CHERRY blossoms are most commonly associated with Japan where the flowered trees flourish in the springtime, pulling in hordes of camera-slinging tourists.
Pink blooms peek from hiding in what is known as sakura zensen, or “cherry blossom front,” which sweeps its way north through Japan before finishing in Hokkaido in May.
But if you want to avoid large crowds and peak-season prices, move away from Japan and head to… Thailand. Yes, the tropical country is home to some attractive blooms in the northern region of Chiang Mai during the cooler climate.
Just 20km from the renowned sacred site of Wat Phra That Doi Suthep is the hill tribe village of Baan Khun Chang Kian where a cool climate awaits, and with it, a sea of pastel pink blooms.
The chilly temperatures atop the Doi Suthep mountain mean that sakura trees come in full bloom at the end of the year between late December and late January.
The species that blooms here is known as Tiger Queen among locals, but are officially known as Wild Himalayan Cherry or Prunus Cerasoides.
However, getting up to the village is rather challenging as roads leading there are narrow, winding, unpaved, and often littered with potholes.
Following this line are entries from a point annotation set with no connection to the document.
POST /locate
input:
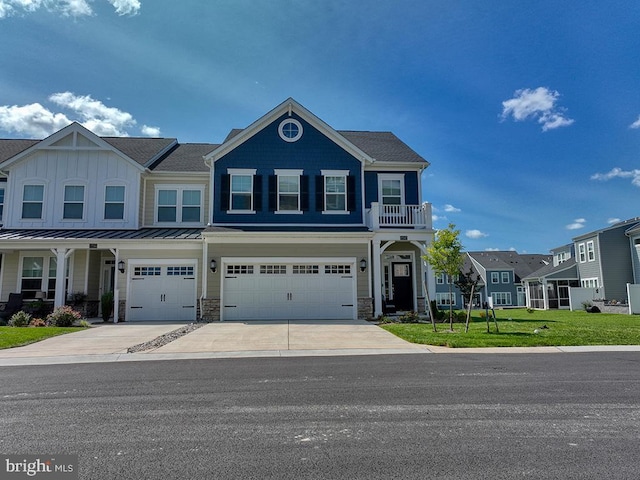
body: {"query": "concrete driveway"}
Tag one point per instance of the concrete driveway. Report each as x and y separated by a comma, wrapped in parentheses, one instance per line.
(287, 335)
(280, 338)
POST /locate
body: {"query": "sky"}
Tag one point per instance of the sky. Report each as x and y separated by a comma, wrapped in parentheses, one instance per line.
(528, 112)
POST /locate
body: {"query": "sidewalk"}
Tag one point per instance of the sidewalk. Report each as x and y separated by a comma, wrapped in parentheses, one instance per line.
(109, 343)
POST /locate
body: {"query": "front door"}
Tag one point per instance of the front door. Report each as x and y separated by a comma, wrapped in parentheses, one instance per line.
(401, 281)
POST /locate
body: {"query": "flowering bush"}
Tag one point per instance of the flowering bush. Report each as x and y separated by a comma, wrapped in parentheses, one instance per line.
(63, 317)
(19, 319)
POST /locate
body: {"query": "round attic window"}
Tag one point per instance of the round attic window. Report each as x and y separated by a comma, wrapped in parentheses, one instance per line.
(290, 130)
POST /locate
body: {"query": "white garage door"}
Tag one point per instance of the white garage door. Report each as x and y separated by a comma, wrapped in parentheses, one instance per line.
(162, 292)
(289, 290)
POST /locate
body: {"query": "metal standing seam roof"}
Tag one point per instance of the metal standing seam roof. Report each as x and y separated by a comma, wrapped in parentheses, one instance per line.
(143, 233)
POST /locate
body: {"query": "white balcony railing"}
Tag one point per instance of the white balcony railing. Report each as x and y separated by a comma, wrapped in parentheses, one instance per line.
(399, 216)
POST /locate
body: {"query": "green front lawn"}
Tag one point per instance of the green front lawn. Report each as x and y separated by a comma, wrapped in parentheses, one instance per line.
(19, 336)
(517, 330)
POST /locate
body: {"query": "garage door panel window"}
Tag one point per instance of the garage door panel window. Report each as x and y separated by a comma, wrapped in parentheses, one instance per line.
(273, 269)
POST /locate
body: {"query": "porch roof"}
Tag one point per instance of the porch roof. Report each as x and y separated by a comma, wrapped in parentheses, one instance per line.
(141, 234)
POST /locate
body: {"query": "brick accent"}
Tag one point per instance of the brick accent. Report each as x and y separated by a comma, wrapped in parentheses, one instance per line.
(365, 308)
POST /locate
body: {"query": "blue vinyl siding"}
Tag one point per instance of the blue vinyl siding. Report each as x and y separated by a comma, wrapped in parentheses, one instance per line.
(410, 187)
(266, 151)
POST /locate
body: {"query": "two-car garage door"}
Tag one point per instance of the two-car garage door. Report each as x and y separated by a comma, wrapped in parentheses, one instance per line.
(288, 289)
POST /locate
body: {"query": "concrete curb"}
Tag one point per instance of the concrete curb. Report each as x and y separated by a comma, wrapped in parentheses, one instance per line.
(420, 349)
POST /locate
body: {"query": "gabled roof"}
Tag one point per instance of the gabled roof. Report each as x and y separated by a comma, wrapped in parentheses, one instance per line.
(522, 264)
(10, 148)
(550, 269)
(628, 224)
(185, 157)
(382, 146)
(289, 106)
(144, 151)
(66, 138)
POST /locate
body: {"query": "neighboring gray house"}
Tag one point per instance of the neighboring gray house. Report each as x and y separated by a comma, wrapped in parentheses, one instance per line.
(501, 275)
(602, 260)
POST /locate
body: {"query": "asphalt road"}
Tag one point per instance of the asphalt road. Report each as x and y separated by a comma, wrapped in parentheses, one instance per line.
(462, 416)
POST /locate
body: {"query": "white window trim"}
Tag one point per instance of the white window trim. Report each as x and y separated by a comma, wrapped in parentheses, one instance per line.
(73, 183)
(391, 176)
(33, 182)
(124, 203)
(335, 173)
(288, 173)
(582, 253)
(591, 251)
(244, 172)
(179, 189)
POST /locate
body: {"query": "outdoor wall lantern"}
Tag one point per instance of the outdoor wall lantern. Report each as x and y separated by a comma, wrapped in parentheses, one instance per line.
(363, 265)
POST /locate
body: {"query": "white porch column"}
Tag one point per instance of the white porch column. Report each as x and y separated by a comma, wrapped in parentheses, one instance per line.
(377, 278)
(61, 268)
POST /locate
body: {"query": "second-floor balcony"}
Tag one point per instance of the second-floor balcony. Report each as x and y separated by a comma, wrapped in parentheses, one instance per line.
(399, 216)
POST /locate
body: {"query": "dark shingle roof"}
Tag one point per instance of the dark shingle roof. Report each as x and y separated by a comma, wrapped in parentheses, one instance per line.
(382, 146)
(10, 148)
(141, 150)
(185, 157)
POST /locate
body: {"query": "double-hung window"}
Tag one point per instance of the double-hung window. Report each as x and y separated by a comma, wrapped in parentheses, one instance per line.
(241, 190)
(1, 202)
(179, 204)
(391, 189)
(32, 198)
(591, 253)
(114, 202)
(288, 184)
(73, 202)
(335, 190)
(581, 253)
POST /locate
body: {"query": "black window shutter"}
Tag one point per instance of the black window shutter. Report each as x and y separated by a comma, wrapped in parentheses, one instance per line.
(273, 193)
(257, 193)
(225, 191)
(304, 193)
(319, 193)
(351, 193)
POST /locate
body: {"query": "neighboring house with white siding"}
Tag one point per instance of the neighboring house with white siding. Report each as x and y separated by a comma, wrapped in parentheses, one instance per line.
(602, 260)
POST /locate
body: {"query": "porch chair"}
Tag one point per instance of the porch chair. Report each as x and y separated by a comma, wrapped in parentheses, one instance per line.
(13, 305)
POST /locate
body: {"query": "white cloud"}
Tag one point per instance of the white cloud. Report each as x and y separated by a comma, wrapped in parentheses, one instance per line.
(451, 209)
(475, 234)
(33, 120)
(37, 121)
(67, 8)
(150, 131)
(537, 104)
(577, 224)
(616, 172)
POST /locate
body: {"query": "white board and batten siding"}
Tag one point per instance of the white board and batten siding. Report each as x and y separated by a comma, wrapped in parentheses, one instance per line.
(54, 169)
(289, 288)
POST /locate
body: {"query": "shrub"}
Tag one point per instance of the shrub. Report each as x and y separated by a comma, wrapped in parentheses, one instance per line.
(409, 317)
(19, 319)
(63, 317)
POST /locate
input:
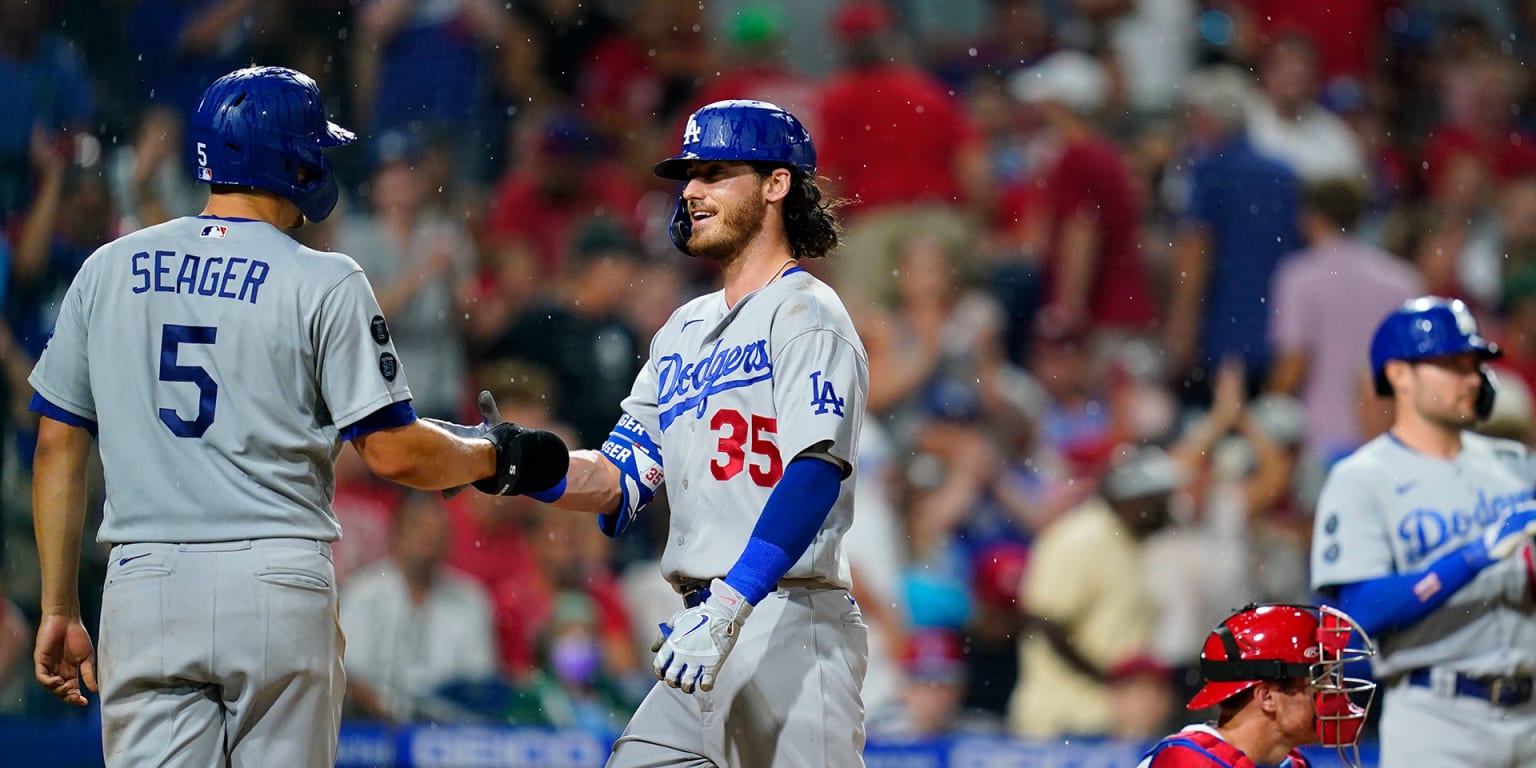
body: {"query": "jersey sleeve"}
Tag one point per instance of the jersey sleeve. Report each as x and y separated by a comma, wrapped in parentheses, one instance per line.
(1349, 539)
(1181, 754)
(360, 372)
(820, 384)
(62, 375)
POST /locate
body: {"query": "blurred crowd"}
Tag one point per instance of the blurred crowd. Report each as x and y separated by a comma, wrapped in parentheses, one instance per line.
(1115, 264)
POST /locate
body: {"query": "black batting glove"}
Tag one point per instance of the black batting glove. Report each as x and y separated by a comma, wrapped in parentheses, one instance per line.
(526, 461)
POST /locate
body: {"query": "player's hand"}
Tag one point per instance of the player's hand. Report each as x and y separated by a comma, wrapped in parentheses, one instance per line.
(63, 656)
(698, 639)
(1502, 539)
(526, 460)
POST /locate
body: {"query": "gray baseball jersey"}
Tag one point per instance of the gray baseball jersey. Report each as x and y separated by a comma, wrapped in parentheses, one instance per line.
(220, 361)
(1387, 509)
(730, 397)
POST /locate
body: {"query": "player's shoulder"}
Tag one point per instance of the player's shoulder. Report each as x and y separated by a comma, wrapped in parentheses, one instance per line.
(1380, 453)
(1197, 745)
(326, 263)
(810, 304)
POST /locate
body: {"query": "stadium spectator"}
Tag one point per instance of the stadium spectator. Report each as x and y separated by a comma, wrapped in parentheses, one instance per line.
(931, 704)
(1089, 205)
(149, 177)
(572, 688)
(1088, 601)
(562, 180)
(1240, 220)
(48, 97)
(418, 263)
(1142, 698)
(899, 182)
(1287, 122)
(429, 68)
(756, 66)
(936, 360)
(1204, 564)
(1327, 300)
(366, 506)
(576, 331)
(413, 625)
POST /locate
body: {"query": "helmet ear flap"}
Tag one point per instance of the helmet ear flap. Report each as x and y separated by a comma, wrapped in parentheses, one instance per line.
(1486, 392)
(681, 226)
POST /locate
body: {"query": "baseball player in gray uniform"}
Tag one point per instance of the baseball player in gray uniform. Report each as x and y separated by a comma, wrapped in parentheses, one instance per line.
(748, 409)
(1424, 535)
(220, 364)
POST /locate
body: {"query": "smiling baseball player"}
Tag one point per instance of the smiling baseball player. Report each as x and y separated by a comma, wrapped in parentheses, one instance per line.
(1424, 536)
(220, 364)
(751, 401)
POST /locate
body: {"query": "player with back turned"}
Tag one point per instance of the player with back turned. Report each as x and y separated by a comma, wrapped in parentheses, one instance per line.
(220, 364)
(748, 409)
(1423, 536)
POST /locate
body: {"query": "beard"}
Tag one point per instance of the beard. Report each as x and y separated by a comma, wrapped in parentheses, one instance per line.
(734, 228)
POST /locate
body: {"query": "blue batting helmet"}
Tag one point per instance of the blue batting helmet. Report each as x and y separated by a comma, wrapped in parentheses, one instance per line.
(741, 131)
(258, 126)
(1430, 327)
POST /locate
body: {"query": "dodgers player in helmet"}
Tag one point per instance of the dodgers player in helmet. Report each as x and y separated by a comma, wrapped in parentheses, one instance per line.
(220, 366)
(1424, 536)
(748, 409)
(1277, 673)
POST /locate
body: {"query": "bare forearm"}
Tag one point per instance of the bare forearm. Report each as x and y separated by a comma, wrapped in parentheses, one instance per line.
(592, 484)
(59, 512)
(426, 456)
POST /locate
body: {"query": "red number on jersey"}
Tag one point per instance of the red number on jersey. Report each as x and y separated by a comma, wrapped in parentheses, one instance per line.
(759, 443)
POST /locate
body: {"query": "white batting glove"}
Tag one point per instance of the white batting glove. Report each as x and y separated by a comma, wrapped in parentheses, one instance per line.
(1509, 535)
(696, 641)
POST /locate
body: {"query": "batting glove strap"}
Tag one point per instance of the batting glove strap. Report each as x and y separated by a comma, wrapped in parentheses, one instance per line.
(698, 639)
(1502, 539)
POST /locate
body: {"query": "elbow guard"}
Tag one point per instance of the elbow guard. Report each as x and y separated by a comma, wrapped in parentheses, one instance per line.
(639, 461)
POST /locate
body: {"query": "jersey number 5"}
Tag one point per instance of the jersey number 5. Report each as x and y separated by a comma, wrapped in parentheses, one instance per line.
(733, 441)
(171, 340)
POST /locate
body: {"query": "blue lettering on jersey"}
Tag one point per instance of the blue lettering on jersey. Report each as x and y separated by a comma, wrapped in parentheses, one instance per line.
(824, 397)
(1426, 532)
(718, 370)
(194, 275)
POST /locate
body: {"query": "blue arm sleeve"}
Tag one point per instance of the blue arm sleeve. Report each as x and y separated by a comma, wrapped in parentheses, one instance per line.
(794, 512)
(386, 418)
(1393, 602)
(43, 407)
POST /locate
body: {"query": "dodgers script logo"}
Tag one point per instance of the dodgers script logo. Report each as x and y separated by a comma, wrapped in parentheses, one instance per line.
(1424, 532)
(690, 384)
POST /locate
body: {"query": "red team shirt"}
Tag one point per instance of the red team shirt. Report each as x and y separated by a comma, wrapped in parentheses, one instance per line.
(1200, 747)
(1089, 177)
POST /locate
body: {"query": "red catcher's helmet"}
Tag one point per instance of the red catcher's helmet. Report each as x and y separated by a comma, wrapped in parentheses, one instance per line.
(1284, 642)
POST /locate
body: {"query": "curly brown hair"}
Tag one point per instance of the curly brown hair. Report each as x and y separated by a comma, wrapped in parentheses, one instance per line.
(810, 221)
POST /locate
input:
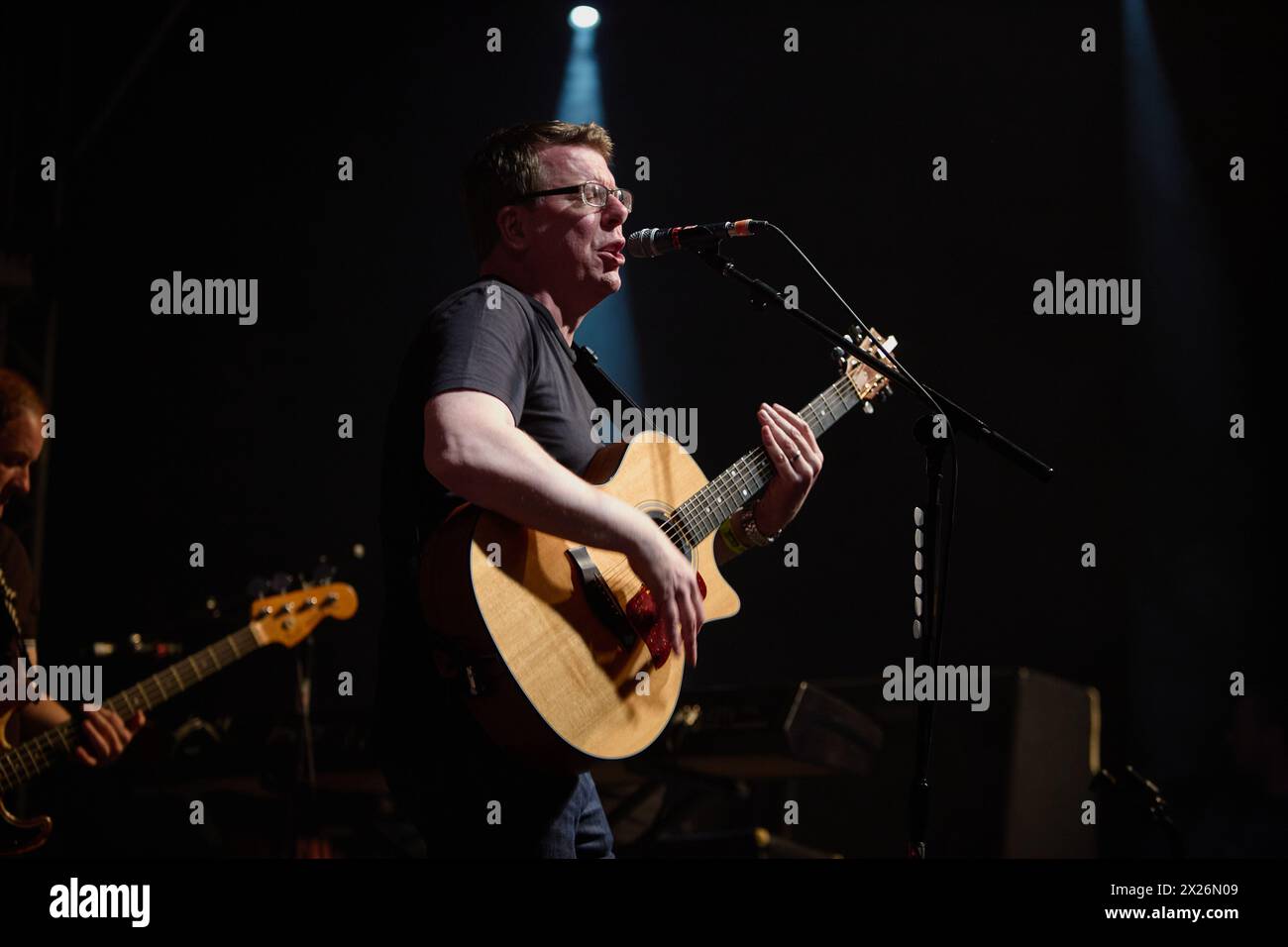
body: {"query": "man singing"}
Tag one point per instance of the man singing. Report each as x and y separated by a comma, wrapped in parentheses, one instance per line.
(489, 410)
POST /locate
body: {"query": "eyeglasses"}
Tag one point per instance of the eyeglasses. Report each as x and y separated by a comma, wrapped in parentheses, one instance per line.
(591, 192)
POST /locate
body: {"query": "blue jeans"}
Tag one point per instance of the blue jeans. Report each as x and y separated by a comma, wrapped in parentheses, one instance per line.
(478, 804)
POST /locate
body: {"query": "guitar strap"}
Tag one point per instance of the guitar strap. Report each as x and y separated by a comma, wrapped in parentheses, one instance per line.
(601, 388)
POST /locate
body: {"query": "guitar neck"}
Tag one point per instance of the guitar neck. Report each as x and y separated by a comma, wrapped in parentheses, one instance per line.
(702, 513)
(34, 757)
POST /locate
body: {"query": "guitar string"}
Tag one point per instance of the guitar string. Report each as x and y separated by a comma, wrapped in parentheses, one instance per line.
(738, 475)
(154, 692)
(738, 479)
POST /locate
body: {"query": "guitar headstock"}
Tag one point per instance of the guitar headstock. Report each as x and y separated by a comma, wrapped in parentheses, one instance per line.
(867, 382)
(290, 617)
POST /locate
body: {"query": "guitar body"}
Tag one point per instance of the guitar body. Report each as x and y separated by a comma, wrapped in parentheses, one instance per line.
(18, 835)
(561, 688)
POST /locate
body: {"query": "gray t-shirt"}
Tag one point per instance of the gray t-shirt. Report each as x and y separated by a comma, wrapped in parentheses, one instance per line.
(515, 354)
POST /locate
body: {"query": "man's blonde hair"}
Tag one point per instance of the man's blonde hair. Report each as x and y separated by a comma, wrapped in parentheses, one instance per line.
(509, 163)
(17, 394)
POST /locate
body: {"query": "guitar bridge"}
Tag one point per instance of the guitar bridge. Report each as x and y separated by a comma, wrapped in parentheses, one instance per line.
(600, 598)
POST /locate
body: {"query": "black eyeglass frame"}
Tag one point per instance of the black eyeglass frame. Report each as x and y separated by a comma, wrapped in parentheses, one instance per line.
(619, 193)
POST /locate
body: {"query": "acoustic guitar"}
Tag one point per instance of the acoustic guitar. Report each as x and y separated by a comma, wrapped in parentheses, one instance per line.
(558, 648)
(284, 620)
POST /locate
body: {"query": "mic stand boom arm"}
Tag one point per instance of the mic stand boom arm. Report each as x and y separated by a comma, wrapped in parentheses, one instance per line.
(931, 518)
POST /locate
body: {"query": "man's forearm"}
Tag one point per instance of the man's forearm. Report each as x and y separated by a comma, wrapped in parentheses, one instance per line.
(510, 474)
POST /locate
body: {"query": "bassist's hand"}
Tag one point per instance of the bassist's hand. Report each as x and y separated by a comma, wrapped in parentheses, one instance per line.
(106, 736)
(674, 583)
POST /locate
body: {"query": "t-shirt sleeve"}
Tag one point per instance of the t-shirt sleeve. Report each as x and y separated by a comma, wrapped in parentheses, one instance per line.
(471, 346)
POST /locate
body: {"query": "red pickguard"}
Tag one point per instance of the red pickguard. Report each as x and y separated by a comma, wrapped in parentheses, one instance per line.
(642, 612)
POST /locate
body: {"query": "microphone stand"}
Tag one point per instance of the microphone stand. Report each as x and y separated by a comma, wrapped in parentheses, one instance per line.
(931, 518)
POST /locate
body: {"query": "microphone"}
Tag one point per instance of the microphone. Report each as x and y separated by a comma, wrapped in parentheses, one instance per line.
(656, 241)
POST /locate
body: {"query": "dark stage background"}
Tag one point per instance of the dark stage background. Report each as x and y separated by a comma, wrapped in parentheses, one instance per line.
(193, 429)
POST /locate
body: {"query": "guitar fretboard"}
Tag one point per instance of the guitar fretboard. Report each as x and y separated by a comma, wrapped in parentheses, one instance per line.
(40, 753)
(702, 513)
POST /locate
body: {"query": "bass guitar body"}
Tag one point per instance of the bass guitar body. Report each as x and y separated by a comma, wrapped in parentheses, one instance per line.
(18, 835)
(559, 646)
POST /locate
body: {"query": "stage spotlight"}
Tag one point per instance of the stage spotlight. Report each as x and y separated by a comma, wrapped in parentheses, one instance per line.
(584, 18)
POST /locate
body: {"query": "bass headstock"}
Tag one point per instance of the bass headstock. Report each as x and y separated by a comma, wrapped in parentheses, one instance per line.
(288, 617)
According to Tripzilla, the best way to get up is by renting a red taxi truck or songthaew from Chiang Mai City or Wat Phra That Doi Suthep, or to book in an organized tour.
Atop the village, you not only get to take in the views of sakura trees, you also get to sample local snacks such as Northern Thai sausages, noodle soups, and local coffee made with arabica beans.
The village – sometimes referred to as the Khun Chang Kian Highland Agriculture Research Center – is run by the University of Chiang Mai’s Faculty of Agriculture.
Note that the village can get crowded on weekends during sakura season.